Already made a member of the Legion of Honor, for his contributions to the French economy at a time of crisis, in 1896 Alphonse de Rothschild was elevated to the Grand Cross, the highest class of the Legion of Honor.

==Thoroughbred racing==
Alphonse de Rothschild was an enthusiastic supporter of thoroughbred horse racing who in 1852 at the age of twenty-four became a member of the Paris Jockey Club. He eventually purchased a rural property near Touques, Calvados in the Lower Normandy region where he built the Haras de Meautry horse breeding farm. There, he laid the foundation for a breeding operation that would prove highly successful for more than one hundred years and one that under the guidance of his descendants remains in operation today. Alphonse de Rothschild raced in an era before the creation of the Prix de l'Arc de Triomphe. Among the major races which his horses won were:
- Grand Prix de Paris - (1) - Le Roi Soleil (1898)
- Prix de Diane - (3) - Brie (1878), Crinière (1889) Brisk (1894)
- Poule d'Essai des Poulains - (3) - Brio (1887), Heaume (1890) et Le Nicham II (1893)
- Prix du Jockey Club - (2) - Kilt (1876) Heaume (1890)
- Prix de la Forêt - (2) - Kilt (1876) Le Nord (1891)
- Prix Morny - (4) - Louis d'Or (1879), Strelitz (1880), Fresca (1893) Thélème (1903)

==As an art collector==
Over his lifetime Alphonse de Rothschild put together a massive collection of artworks. He was an avid collector of the Dutch Masters as well as an important assembler of Islamic works of art.

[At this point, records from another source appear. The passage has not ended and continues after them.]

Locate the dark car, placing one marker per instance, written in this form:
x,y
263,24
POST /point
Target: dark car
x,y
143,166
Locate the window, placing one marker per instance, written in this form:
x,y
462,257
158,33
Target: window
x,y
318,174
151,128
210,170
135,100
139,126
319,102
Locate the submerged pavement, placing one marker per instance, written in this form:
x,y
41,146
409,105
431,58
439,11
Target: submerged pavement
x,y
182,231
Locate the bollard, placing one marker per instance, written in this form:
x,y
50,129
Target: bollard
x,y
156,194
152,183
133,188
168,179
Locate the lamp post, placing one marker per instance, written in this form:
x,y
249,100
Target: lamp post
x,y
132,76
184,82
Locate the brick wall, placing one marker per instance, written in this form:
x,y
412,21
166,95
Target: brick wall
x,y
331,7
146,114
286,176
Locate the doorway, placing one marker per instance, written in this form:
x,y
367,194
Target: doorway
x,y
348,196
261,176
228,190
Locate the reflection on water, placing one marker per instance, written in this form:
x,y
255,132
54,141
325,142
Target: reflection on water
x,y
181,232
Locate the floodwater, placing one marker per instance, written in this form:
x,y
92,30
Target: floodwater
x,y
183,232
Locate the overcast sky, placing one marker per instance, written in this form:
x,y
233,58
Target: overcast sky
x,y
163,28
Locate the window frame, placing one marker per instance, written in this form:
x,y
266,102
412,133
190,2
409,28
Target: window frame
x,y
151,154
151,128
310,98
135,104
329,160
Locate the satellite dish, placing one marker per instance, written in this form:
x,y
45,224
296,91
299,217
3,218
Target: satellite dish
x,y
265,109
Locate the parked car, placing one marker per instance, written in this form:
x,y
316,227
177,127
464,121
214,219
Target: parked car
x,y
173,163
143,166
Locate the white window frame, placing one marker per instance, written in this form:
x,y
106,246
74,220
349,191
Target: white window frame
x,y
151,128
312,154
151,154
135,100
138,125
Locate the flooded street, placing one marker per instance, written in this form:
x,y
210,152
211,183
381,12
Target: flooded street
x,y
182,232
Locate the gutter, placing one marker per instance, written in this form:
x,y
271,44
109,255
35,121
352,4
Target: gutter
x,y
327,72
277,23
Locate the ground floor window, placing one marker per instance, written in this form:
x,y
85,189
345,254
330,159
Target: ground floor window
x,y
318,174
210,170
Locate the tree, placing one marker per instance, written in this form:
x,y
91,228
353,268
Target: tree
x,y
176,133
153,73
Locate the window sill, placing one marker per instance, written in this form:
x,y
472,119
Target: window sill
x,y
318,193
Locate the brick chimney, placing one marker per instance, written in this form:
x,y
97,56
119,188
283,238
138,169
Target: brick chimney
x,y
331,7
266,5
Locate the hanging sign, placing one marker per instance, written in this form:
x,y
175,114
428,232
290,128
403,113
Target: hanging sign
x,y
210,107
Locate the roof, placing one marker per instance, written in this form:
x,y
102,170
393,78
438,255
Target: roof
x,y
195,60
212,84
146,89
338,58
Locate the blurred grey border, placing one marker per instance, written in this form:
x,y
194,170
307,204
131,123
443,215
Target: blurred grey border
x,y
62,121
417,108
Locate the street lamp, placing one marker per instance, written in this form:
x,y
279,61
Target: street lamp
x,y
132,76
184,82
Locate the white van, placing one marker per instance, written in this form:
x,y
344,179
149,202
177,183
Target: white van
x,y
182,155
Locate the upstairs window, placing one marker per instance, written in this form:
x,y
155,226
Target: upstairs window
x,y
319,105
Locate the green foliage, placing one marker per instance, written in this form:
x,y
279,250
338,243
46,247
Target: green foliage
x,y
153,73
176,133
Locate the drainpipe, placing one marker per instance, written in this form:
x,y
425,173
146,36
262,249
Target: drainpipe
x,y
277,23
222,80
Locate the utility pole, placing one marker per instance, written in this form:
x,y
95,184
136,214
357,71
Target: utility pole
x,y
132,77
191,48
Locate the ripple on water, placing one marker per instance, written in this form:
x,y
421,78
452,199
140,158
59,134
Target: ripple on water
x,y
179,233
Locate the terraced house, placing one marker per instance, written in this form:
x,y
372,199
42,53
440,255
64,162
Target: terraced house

In 1885 he was made a member of the Académie des Beaux-Arts and would donate and/or bequeath approximately 2,000 pieces to many different museums.

==Residences==
As part of his father's estate, Alphonse de Rothschild inherited a large residence in Paris at 2 rue Saint-Florentin on Place de la Concorde which today is part of the American Embassy complex. In addition, he also received the Château de Ferrières, an enormous mansion and woodlands in the country about 26 km east of Paris.

==Assassination attempt==
In August 1895, a crude letter bomb addressed to Alphonse de Rothschild was delivered to his Paris residence. Not at home, a member of the house staff had it forwarded to the de Rothschild Frères offices where it detonated, seriously injuring the chief clerk.

On his death in 1905, Alphonse's son Edouard took over as head of the family business.